7070. — À M. DAMILAVILLE.
18 novembre.

Je présume, mon cher ami, qu’on vous a donné de fausses alarmes. Il n’est point du tout vraisemblable qu’un conseiller d’État, occupé d’une décision du roi qui le regarde, ait attendu un autre conseiller d’État à la porte du cabinet du roi, pour parler contre vous. On ne songe dans ce moment qu’à soi-même, et tout au plus aux affaires majeures, dont on ne dit qu’un mot en passant. Si mon amitié est un peu craintive, ma raison est courageuse. Je ne me figurerai jamais qu’un maréchal de France, qui vient d’être nommé pour commander les armées, attende un ministre au sortir du conseil pour lui dire qu’un major d’un régiment n’est pas dévot : cela est trop absurde. Mais aussi il est très-possible qu’on vous ait desservi, et c’est ce qu’il faut parer.
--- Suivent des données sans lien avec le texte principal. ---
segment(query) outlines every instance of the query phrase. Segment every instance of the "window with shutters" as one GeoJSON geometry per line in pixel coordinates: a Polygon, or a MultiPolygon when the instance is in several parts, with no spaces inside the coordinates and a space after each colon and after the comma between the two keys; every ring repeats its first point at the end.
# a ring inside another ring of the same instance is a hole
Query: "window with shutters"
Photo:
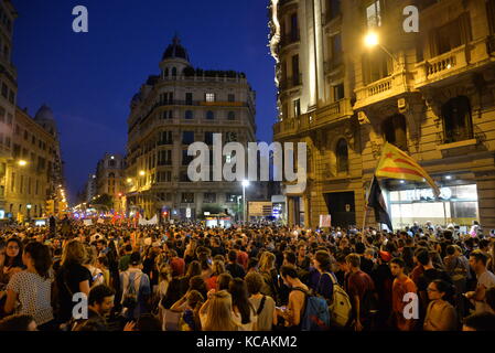
{"type": "Polygon", "coordinates": [[[406,133],[406,118],[403,115],[396,114],[385,119],[381,125],[384,138],[387,142],[396,146],[402,151],[408,150],[407,133],[406,133]]]}

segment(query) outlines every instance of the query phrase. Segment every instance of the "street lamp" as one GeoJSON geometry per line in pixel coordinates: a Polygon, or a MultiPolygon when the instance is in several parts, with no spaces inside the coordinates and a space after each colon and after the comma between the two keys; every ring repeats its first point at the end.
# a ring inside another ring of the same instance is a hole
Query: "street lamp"
{"type": "Polygon", "coordinates": [[[26,204],[25,207],[28,208],[28,222],[31,222],[31,204],[26,204]]]}
{"type": "Polygon", "coordinates": [[[375,47],[375,46],[379,46],[381,47],[381,50],[384,52],[386,52],[394,61],[398,62],[398,60],[380,43],[380,38],[378,35],[378,33],[374,32],[374,31],[369,31],[368,33],[366,33],[365,39],[364,39],[364,43],[366,47],[375,47]]]}
{"type": "Polygon", "coordinates": [[[249,181],[243,180],[243,221],[246,223],[246,188],[249,186],[249,181]]]}

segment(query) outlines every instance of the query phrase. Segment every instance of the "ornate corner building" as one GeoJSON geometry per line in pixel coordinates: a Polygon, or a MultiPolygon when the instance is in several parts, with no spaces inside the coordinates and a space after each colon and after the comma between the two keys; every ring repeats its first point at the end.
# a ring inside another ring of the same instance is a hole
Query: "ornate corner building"
{"type": "Polygon", "coordinates": [[[0,220],[25,220],[65,208],[63,165],[52,110],[42,106],[32,118],[17,106],[17,69],[11,61],[11,1],[0,2],[0,220]],[[58,201],[55,203],[55,201],[58,201]]]}
{"type": "MultiPolygon", "coordinates": [[[[412,156],[441,186],[383,180],[392,223],[495,228],[495,1],[271,0],[276,141],[308,143],[308,188],[290,224],[362,226],[381,146],[412,156]],[[365,45],[375,33],[379,44],[365,45]]],[[[374,224],[373,212],[366,223],[374,224]]]]}
{"type": "Polygon", "coordinates": [[[212,150],[213,133],[223,143],[256,141],[255,92],[244,73],[194,68],[176,36],[159,66],[160,75],[149,76],[131,101],[127,208],[175,220],[194,220],[205,205],[233,214],[240,182],[191,182],[187,147],[201,141],[212,150]]]}

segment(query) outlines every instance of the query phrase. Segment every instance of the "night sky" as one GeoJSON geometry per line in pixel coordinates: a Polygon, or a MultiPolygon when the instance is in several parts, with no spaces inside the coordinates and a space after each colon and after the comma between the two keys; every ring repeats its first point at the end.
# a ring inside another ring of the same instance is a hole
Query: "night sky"
{"type": "Polygon", "coordinates": [[[12,0],[18,105],[46,103],[61,133],[69,201],[105,152],[125,152],[129,103],[175,32],[194,67],[245,72],[257,92],[257,138],[271,141],[275,61],[267,0],[12,0]],[[72,10],[86,6],[89,32],[72,10]]]}

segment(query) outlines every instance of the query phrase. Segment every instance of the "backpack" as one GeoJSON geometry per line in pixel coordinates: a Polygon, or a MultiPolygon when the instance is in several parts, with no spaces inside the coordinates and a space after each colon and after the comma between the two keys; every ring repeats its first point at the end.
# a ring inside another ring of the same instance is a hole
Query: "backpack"
{"type": "Polygon", "coordinates": [[[127,309],[134,309],[138,306],[138,293],[136,292],[134,282],[139,278],[141,280],[141,276],[130,278],[130,274],[127,274],[129,277],[129,285],[127,285],[127,290],[123,295],[122,307],[127,309]]]}
{"type": "MultiPolygon", "coordinates": [[[[364,276],[363,274],[361,274],[361,276],[364,276]]],[[[368,279],[370,279],[369,277],[367,277],[368,279]]],[[[373,281],[373,279],[370,279],[373,281]]],[[[364,318],[369,318],[370,315],[375,314],[378,312],[379,309],[379,303],[378,303],[378,296],[376,290],[366,290],[364,296],[363,296],[363,300],[359,303],[359,309],[361,309],[361,314],[364,318]]]]}
{"type": "Polygon", "coordinates": [[[330,329],[330,313],[326,300],[310,296],[302,288],[293,288],[304,293],[304,312],[301,318],[301,331],[327,331],[330,329]]]}
{"type": "Polygon", "coordinates": [[[331,274],[327,275],[333,284],[332,303],[329,306],[330,322],[335,327],[344,328],[352,313],[351,299],[346,291],[338,285],[335,277],[331,274]]]}

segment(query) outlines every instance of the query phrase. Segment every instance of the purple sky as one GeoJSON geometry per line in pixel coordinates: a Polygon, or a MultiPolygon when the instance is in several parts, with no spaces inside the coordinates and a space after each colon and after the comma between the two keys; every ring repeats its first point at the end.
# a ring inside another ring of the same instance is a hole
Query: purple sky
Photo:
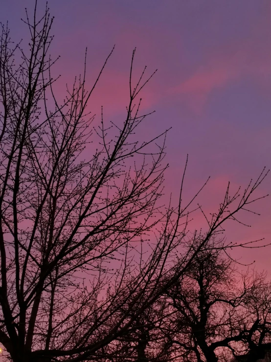
{"type": "MultiPolygon", "coordinates": [[[[34,0],[2,1],[0,20],[9,21],[15,41],[25,37],[20,19],[34,0]]],[[[42,11],[45,0],[40,0],[42,11]]],[[[106,119],[125,110],[132,51],[136,47],[135,72],[144,66],[158,71],[143,95],[143,107],[156,113],[146,132],[156,134],[169,126],[166,190],[177,196],[186,155],[186,183],[192,195],[209,175],[200,199],[215,210],[228,180],[245,186],[271,166],[271,2],[267,0],[49,0],[55,16],[52,53],[61,59],[55,74],[62,94],[66,82],[82,69],[88,48],[88,81],[95,78],[114,44],[115,49],[90,103],[104,107],[106,119]]],[[[62,98],[62,97],[61,97],[62,98]]],[[[270,193],[271,177],[261,188],[270,193]]],[[[230,241],[265,237],[271,241],[270,198],[255,205],[260,217],[253,226],[227,225],[230,241]]],[[[198,219],[199,222],[200,219],[198,219]]],[[[235,252],[246,263],[268,269],[270,247],[235,252]]],[[[271,269],[269,268],[269,270],[271,269]]]]}

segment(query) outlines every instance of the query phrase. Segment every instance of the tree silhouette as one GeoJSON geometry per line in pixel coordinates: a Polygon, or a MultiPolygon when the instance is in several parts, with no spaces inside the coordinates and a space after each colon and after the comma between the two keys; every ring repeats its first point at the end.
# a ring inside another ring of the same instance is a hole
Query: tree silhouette
{"type": "Polygon", "coordinates": [[[88,101],[111,53],[89,90],[85,60],[59,102],[53,19],[47,8],[38,19],[36,7],[24,22],[28,50],[13,45],[6,26],[0,37],[0,342],[14,362],[113,361],[121,338],[142,330],[143,340],[146,311],[224,222],[255,200],[266,174],[241,195],[228,187],[204,237],[190,235],[195,197],[182,205],[183,178],[176,207],[157,203],[166,131],[141,143],[135,136],[148,115],[140,92],[154,73],[145,78],[144,70],[133,85],[134,51],[125,119],[107,122],[102,111],[92,127],[88,101]]]}

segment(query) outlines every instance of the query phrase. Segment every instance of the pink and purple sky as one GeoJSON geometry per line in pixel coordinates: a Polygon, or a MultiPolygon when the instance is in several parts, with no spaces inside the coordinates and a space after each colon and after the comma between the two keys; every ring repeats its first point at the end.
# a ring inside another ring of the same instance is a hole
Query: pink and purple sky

J’ai imaginé d’écrire à Mme de Sauvigny[1], qui est venue plusieurs fois à Ferney. Je ferai parler aussi par monsieur son fils. Je saurai de quoi il est question, sans vous compromettre.

On a imprimé en Hollande des lettres au Père Malebranche ; l’ouvrage est intitulé le Militaire philosophe[2] ; il est excellent : le Père Malebranche n’aurait jamais pu y répondre. Il fait une très-grande impression dans tous les pays où l’on aime à raisonner.

On m’assure de tous côtés que l’on doit assurer un état civil aux protestants, et légitimer leurs mariages ; il est étonnant que vous ne m’en disiez rien.

Bonsoir, mon très-cher ami ; je vous embrasse bien fort.

  1. Cette lettre manque.
  2. Voyez la note, tome XXVII, page 117.